Dans une tribune Hollande et Obama évoquent leurs actions en Afrique

Le président français François Hollande a rencontré Barack Obama à la Maison-Blanche, vendredi 18 mai 2012.
© REUTERS/Larry Downing

Une tribune exclusive signée Barack Obama et François Hollande s'affiche à la Une des quotidiens Le Monde et le Washington Post, ce lundi 10 février. Ils y vantent la nouvelle alliance entre la France et les Etats-Unis, les grands axes de coopération économique, politique et sécuritaire. Un texte où il est aussi question du partenariat franco-américain en Afrique.

Pour les deux chefs d'Etat français et américain, c'est sur le continent africain que le nouveau partenariat entre la France et les Etats-Unis s'exprime le mieux.

Au Mali d'abord, les Américains ont soutenu les forces françaises et africaines en apportant du renseignement et une aide logistique. Cette coopération, les deux présidents disent la mener aussi dans tout le Sahel, à savoir du Sénégal à la Somalie,  précisent-ils. La France et les Etats-Unis contribuent à la formation et à l'entraînement des forces de sécurité locales.

En Centrafrique aussi, les Etats-Unis soutiennent les soldats de la force Sangaris et ceux de la Misca - la Mission de l’Union africaine - en apportant un appui logistique via des ponts aériens. On sait notamment que les Américains ont dépensé 3,5 millions de dollars pour transporter les troupes burundaises vers Bangui dans leurs avions gros porteurs.

Une entente renforcée

Dans cette tribune, les deux présidents rappellent qu'au-delà des questions sécuritaires, ils ont été les premiers pilotes du Fonds mondial de lutte contre le sida, la tuberculose et le paludisme. « Il y a dix ans, peu nombreux étaient ceux qui pensaient que nos deux pays allaient travailler ensemble aussi étroitement et dans autant de domaines », écrivent Barack Obama et François Hollande.

Barack Obama et François Hollande affirment que cette nouvelle alliance date surtout d'il y a quatre ans, au moment du retour de la France dans la structure de commandement de l'Otan. Le partenariat Etats-Unis/Europe s'est alors renforcé, tout comme celui entre les Etats-Unis et la France.

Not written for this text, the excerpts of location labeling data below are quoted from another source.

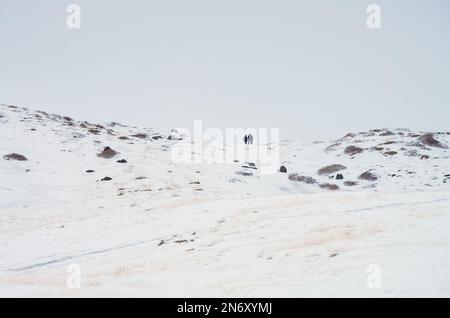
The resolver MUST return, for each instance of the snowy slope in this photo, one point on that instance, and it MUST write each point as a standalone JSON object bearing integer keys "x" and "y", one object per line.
{"x": 164, "y": 229}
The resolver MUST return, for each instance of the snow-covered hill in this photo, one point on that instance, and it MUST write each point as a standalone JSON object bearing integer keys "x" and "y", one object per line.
{"x": 108, "y": 198}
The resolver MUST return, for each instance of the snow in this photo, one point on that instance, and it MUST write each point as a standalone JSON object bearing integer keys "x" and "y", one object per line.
{"x": 165, "y": 235}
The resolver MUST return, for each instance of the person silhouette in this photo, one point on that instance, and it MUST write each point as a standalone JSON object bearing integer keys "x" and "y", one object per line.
{"x": 250, "y": 139}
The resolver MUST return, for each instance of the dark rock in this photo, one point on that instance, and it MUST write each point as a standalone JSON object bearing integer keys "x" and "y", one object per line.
{"x": 140, "y": 135}
{"x": 300, "y": 178}
{"x": 107, "y": 153}
{"x": 352, "y": 150}
{"x": 329, "y": 186}
{"x": 330, "y": 169}
{"x": 429, "y": 140}
{"x": 94, "y": 131}
{"x": 368, "y": 175}
{"x": 15, "y": 156}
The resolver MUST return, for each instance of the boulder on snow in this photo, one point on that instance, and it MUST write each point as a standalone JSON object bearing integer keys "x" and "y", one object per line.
{"x": 368, "y": 176}
{"x": 15, "y": 156}
{"x": 300, "y": 178}
{"x": 330, "y": 169}
{"x": 352, "y": 150}
{"x": 140, "y": 136}
{"x": 429, "y": 140}
{"x": 329, "y": 186}
{"x": 107, "y": 153}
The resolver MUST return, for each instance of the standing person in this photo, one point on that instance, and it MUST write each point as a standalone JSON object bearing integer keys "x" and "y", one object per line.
{"x": 250, "y": 139}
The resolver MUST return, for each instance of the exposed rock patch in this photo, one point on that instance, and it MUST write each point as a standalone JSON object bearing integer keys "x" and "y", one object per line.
{"x": 368, "y": 176}
{"x": 429, "y": 140}
{"x": 352, "y": 150}
{"x": 300, "y": 178}
{"x": 330, "y": 169}
{"x": 107, "y": 153}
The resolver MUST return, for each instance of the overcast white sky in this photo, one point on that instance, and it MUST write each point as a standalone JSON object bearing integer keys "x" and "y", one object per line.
{"x": 311, "y": 68}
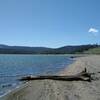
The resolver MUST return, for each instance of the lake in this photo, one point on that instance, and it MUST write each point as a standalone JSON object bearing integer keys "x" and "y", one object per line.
{"x": 13, "y": 67}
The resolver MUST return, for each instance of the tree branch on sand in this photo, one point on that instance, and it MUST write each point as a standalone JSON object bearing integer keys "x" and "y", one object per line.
{"x": 82, "y": 76}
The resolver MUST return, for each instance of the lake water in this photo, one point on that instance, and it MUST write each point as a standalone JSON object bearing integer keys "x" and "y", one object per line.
{"x": 13, "y": 67}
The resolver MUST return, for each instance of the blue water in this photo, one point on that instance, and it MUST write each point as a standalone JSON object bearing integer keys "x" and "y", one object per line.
{"x": 12, "y": 67}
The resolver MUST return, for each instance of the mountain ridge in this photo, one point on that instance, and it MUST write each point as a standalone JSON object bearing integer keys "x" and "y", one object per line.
{"x": 6, "y": 49}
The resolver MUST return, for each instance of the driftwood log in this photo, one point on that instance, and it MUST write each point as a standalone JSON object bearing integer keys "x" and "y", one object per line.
{"x": 83, "y": 76}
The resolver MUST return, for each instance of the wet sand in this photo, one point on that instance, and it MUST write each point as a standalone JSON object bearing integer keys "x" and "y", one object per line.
{"x": 63, "y": 90}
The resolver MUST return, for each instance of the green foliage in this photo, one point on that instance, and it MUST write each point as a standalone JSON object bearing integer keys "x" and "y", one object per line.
{"x": 93, "y": 51}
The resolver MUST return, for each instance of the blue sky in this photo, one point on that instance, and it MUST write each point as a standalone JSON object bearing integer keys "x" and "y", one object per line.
{"x": 50, "y": 23}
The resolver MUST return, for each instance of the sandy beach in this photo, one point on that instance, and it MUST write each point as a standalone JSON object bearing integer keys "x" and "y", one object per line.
{"x": 63, "y": 90}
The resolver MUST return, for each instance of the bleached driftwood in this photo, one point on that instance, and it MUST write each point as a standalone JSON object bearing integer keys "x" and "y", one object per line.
{"x": 83, "y": 76}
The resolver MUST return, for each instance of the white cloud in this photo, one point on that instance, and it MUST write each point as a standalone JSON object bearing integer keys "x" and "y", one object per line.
{"x": 94, "y": 31}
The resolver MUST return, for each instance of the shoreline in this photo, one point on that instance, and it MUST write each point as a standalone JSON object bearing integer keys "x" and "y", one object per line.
{"x": 49, "y": 89}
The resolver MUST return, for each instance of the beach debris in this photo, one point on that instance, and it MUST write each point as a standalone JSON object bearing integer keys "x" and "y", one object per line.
{"x": 82, "y": 76}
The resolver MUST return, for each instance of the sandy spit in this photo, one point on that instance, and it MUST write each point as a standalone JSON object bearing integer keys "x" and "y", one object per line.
{"x": 63, "y": 90}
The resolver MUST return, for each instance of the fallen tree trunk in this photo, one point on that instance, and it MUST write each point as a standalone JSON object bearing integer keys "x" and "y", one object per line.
{"x": 83, "y": 76}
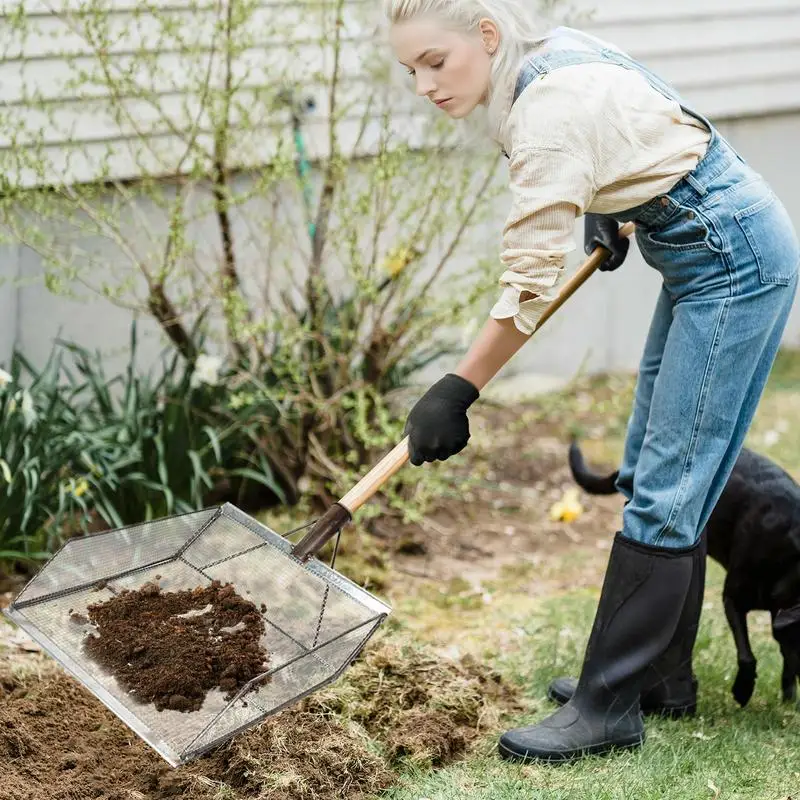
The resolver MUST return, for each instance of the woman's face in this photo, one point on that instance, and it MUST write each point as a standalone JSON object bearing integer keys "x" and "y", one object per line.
{"x": 451, "y": 69}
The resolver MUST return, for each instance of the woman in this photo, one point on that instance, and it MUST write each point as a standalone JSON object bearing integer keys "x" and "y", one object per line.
{"x": 589, "y": 131}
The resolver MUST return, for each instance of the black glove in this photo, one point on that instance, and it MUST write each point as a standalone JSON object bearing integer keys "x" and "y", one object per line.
{"x": 604, "y": 232}
{"x": 437, "y": 425}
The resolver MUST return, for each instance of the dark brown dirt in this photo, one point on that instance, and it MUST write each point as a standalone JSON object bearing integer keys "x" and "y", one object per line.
{"x": 57, "y": 742}
{"x": 172, "y": 648}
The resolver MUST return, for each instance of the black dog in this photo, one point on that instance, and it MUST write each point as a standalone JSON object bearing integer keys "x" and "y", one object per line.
{"x": 754, "y": 533}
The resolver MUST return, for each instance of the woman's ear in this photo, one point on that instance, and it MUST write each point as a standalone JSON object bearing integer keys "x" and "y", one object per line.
{"x": 490, "y": 35}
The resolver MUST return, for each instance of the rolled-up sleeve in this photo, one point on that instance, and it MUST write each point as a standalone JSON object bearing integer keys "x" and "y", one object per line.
{"x": 550, "y": 187}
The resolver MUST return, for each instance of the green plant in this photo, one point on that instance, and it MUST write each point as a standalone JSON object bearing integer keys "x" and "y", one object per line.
{"x": 39, "y": 454}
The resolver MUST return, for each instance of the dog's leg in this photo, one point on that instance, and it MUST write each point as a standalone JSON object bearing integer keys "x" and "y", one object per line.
{"x": 786, "y": 631}
{"x": 745, "y": 681}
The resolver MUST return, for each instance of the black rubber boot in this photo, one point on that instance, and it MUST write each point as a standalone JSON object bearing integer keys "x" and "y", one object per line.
{"x": 670, "y": 688}
{"x": 643, "y": 595}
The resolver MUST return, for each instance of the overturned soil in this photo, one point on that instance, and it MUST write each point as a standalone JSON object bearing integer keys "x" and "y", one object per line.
{"x": 58, "y": 742}
{"x": 172, "y": 648}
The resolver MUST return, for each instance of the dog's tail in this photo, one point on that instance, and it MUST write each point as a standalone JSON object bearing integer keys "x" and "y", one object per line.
{"x": 590, "y": 481}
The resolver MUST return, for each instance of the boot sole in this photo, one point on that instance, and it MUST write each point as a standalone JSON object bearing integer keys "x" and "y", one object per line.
{"x": 671, "y": 712}
{"x": 573, "y": 755}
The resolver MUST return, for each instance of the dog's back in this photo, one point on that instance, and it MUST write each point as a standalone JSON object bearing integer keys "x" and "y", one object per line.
{"x": 753, "y": 531}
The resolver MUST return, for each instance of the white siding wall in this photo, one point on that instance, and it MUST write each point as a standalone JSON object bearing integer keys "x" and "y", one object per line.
{"x": 738, "y": 61}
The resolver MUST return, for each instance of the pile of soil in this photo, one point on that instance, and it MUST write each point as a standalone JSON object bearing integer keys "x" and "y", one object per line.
{"x": 58, "y": 742}
{"x": 172, "y": 648}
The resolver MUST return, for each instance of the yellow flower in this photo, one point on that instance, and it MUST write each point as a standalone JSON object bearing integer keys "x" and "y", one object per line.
{"x": 568, "y": 508}
{"x": 399, "y": 258}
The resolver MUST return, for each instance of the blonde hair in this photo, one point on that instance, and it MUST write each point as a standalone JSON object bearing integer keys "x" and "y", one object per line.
{"x": 520, "y": 31}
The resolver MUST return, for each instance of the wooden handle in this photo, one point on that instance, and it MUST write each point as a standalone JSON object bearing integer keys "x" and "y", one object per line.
{"x": 340, "y": 512}
{"x": 392, "y": 462}
{"x": 376, "y": 477}
{"x": 598, "y": 256}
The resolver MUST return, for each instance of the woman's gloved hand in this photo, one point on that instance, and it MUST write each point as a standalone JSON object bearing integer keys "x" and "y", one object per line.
{"x": 437, "y": 426}
{"x": 603, "y": 231}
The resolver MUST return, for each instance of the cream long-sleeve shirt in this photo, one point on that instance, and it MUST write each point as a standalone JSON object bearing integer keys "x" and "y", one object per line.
{"x": 591, "y": 137}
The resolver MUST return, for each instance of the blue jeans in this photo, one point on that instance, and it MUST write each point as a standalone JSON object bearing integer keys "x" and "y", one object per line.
{"x": 728, "y": 255}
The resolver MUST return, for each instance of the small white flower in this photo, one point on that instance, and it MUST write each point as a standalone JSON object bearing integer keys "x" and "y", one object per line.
{"x": 206, "y": 370}
{"x": 28, "y": 411}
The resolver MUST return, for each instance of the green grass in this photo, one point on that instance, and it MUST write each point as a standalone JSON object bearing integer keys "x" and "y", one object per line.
{"x": 725, "y": 752}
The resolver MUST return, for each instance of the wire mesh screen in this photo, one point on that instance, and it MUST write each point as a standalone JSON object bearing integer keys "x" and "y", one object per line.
{"x": 315, "y": 620}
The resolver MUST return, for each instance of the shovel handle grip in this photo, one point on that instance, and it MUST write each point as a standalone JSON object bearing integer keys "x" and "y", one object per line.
{"x": 341, "y": 512}
{"x": 598, "y": 256}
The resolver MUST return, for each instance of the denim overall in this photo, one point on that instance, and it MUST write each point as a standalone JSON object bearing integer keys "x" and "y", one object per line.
{"x": 728, "y": 256}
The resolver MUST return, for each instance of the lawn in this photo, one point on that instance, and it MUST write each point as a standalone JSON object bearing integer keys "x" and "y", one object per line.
{"x": 491, "y": 598}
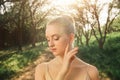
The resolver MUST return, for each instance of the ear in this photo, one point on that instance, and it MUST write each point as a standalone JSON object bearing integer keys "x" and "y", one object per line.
{"x": 72, "y": 38}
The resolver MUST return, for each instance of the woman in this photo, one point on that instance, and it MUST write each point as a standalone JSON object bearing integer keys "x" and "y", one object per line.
{"x": 65, "y": 66}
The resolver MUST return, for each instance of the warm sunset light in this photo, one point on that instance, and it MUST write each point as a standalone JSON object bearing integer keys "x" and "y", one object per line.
{"x": 63, "y": 2}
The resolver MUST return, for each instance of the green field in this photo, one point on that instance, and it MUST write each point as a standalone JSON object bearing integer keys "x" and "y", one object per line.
{"x": 107, "y": 60}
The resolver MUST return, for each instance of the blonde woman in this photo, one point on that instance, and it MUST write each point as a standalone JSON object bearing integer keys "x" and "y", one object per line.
{"x": 60, "y": 34}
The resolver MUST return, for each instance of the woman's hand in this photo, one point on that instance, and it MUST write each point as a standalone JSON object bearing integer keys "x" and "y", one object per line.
{"x": 69, "y": 56}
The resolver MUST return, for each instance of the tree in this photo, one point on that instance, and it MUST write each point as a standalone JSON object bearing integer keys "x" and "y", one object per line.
{"x": 94, "y": 9}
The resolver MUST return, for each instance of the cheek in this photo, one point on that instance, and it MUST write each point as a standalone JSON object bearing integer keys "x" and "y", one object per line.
{"x": 62, "y": 43}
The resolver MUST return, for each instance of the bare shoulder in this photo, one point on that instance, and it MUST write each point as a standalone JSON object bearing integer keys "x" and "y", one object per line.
{"x": 93, "y": 72}
{"x": 40, "y": 67}
{"x": 40, "y": 71}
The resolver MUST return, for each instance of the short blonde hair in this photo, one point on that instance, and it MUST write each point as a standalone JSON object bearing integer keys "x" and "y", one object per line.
{"x": 64, "y": 21}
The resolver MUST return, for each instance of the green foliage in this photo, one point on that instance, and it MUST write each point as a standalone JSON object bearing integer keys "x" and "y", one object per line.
{"x": 107, "y": 60}
{"x": 15, "y": 62}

C'est dans ce cadre de l'Otan qu'il y a eu l'intervention en Libye, en 2011. Paris, Washington et Londres ont envoyé leurs avions pour stopper l'avancée vers Benghazi des troupes de Kadhafi.

L'intervention française au Mali, en 2013, a été un tournant. La France a, semble-t-il, gagné en respect par sa réactivité et sa volonté politique. Le Mali a manifestement scellé un vrai partenariat entre les deux pays, dans cette région du Sahel qui inquiète Américains et Français.

Concrètement, les Américains ont laissé agir la France dans son pré carré mais ont fourni une aide déterminante, à savoir du ravitaillement aérien, du transport logistique et surtout des renseignements. L'appui américain décisif s'est fait en coulisse et a permis ainsi à Barack Obama de ne pas apparaître comme un va-t-en guerre.

Le ministre français de la Défense, Jean-Yves Le Drian, a salué cet engagement il y a quelques jours. « Jamais les Etats-unis n'ont autant contribué à nos opérations extérieures », a-t-il déclaré.

Une coopération qui s'illustrera encore à la mi-février lorsqu’un détachement des forces spéciales françaises participera, aux côtés des forces spéciales américaines, à l'exercice Flintlock 2014, un exercice régional qui s'est déjà déroulé par le passé au Mali et en Mauritanie.

Relation bilatérale des Etats-Unis avec les pays africains

Pour l'administration américaine, les grands partenaires restent l'Afrique du Sud, le Nigeria et le Soudan du Sud. Ce dernier est un pays dans lequel ils se sont beaucoup investis. L'Angola devient aussi un partenaire de plus en plus important.

Et puis, il y a une présence qui se renforce sur certains terrains francophones dans le domaine sécuritaire essentiellement. Ainsi, au Niger, dans le cadre de la lutte anti-terroriste, trois drones ont été positionnés à Niamey. Au Burundi, un accord militaire a été signé il y a quelques jours - Sofa (Status of Forces Agreement )  - entre Washington et Bujumbura, qui concerne la formation et la fourniture de matériel.

Les deux présidents affichent dans cette tribune une entente sans faille dans le respect mutuel des intérêts de chacun. Une amitié sans aucun nuage en quelque sorte.